Despite efforts to raise awareness of this issue through previously published work (4), the number of uncompleted RCTs in the pediatric population is increasing. Pica et al. (16) found that 10% of RCTs were not completed in the previous review period. According to our findings, the number of incomplete RCTs actually increased to 16.5% in the subsequent follow-up period. The most common reason for incompletion was insufficient patient recruitment, which remains the same identified factor in the previous period by Pica and Bourgeois (16). In more than half of the discontinued trials, a total of ten thousand patients were recruited. Despite the short duration of the clinical trials we analyzed, this figure is quite alarming. It is evident, that the conduct of pediatric clinical trials deserves increased attention. Although the current legal framework states the necessity of publishing results, just over half of the completed clinical trials had their results listed in registries (ClinicalTrials.gov and EUCTR), and only 20% had results published in registries within 12 months of clinical trial completion. A significant proportion of trials had results registered four years or more after the clinical trial completion date (17%). Interestingly, 70% of completed clinical trials had results traceable to peer-reviewed journals. Only 15% of pediatric RCTs had published results in scientific articles within 12 months. Similar to results published in registries, we found a high number of clinical trials (20%) with the first publication of results in scientific journals four years or more after clinical trial completion.
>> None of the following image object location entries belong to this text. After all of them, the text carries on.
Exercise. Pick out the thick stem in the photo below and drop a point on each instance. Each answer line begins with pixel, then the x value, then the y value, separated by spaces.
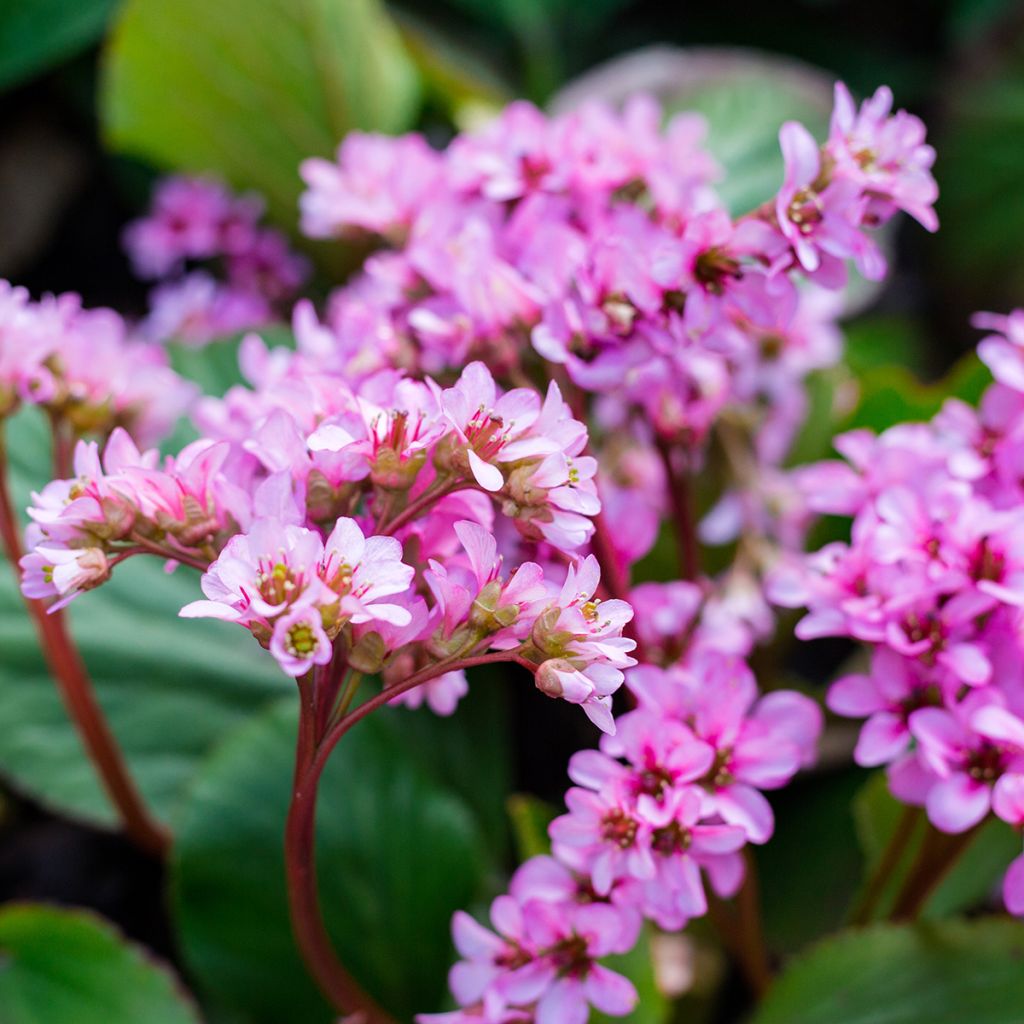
pixel 682 511
pixel 936 858
pixel 79 698
pixel 303 899
pixel 417 507
pixel 311 757
pixel 890 860
pixel 753 950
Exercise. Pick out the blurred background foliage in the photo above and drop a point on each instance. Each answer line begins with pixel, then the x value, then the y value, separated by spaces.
pixel 97 97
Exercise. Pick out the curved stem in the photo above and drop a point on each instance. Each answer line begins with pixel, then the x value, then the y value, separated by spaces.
pixel 890 860
pixel 936 858
pixel 79 697
pixel 753 949
pixel 312 752
pixel 303 899
pixel 420 505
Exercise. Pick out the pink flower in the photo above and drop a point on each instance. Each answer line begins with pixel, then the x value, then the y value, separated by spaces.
pixel 967 749
pixel 894 689
pixel 299 642
pixel 821 223
pixel 1008 802
pixel 296 593
pixel 682 845
pixel 377 184
pixel 886 154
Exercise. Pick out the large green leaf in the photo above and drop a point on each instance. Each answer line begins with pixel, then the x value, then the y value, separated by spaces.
pixel 974 878
pixel 64 966
pixel 250 88
pixel 397 854
pixel 951 973
pixel 37 34
pixel 980 169
pixel 744 94
pixel 170 687
pixel 814 850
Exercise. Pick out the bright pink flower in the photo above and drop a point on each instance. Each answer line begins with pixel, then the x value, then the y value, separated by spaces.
pixel 377 184
pixel 886 154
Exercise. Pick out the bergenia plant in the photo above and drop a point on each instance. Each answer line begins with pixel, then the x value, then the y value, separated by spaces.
pixel 468 457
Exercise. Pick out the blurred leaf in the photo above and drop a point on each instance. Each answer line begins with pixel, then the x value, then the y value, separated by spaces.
pixel 170 687
pixel 35 35
pixel 973 879
pixel 744 94
pixel 980 170
pixel 950 973
pixel 470 753
pixel 62 966
pixel 813 851
pixel 638 966
pixel 969 19
pixel 884 340
pixel 397 854
pixel 893 394
pixel 529 817
pixel 454 76
pixel 215 366
pixel 249 88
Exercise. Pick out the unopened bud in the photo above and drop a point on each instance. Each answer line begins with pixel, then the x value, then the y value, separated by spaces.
pixel 550 677
pixel 390 472
pixel 368 653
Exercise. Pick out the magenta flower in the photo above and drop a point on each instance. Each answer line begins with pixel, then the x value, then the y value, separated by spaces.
pixel 378 184
pixel 886 154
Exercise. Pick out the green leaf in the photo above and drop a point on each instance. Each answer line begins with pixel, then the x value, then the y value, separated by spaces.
pixel 456 78
pixel 951 973
pixel 813 851
pixel 61 966
pixel 530 817
pixel 397 854
pixel 744 94
pixel 249 88
pixel 893 394
pixel 638 966
pixel 980 167
pixel 35 35
pixel 170 687
pixel 215 366
pixel 973 879
pixel 470 753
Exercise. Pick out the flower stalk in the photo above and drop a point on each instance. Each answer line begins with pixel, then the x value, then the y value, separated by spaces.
pixel 79 696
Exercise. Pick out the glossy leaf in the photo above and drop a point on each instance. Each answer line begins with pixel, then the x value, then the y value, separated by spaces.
pixel 397 854
pixel 61 966
pixel 744 94
pixel 37 34
pixel 249 88
pixel 948 973
pixel 170 687
pixel 973 880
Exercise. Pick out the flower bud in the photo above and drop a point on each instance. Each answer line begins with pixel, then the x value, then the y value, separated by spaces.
pixel 368 653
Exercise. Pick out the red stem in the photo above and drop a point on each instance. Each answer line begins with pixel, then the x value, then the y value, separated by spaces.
pixel 300 865
pixel 938 853
pixel 682 510
pixel 312 752
pixel 79 697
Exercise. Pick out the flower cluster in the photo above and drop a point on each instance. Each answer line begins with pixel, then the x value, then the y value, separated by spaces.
pixel 933 580
pixel 84 368
pixel 281 521
pixel 671 797
pixel 480 434
pixel 194 226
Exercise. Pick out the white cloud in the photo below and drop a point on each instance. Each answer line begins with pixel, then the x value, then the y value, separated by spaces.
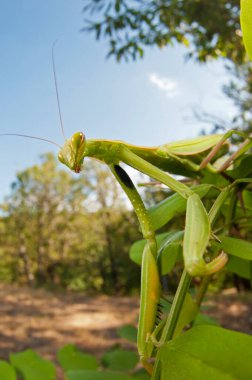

Although our analysis categorized pediatric trials consistently with previous research, it is important to recognize that the pediatric population encompasses a wide range of developmental stages, from pre-term neonates and infants to adolescents. These different age groups can vary substantially in terms of enrollment feasibility, consent and assent requirements, pharmacokinetics, pharmacodynamics, and disease characteristics. Such differences may influence both trial design and outcomes, including recruitment speed, treatment efficacy, and safety profiles. Due to limited age-specific detail in registry data, further subgroup analysis was not feasible, but we highlight this as a relevant consideration for future studies (3.1 Trial Characteristics). We decided to use the register ClinicalTrials.gov as the source data for our analysis. This register includes a vast number of clinical trials from around the world, not just from the United States, making it more comprehensive and globally relevant compared to the EUCTR register, which is focused only on clinical trials within the European Union. This broader scope provided a wider data set for our research. The data structure and presentation are detailed, the register’s environment is user-friendly, and the choice of filters allowed us to obtain the data set that we needed for our analyses.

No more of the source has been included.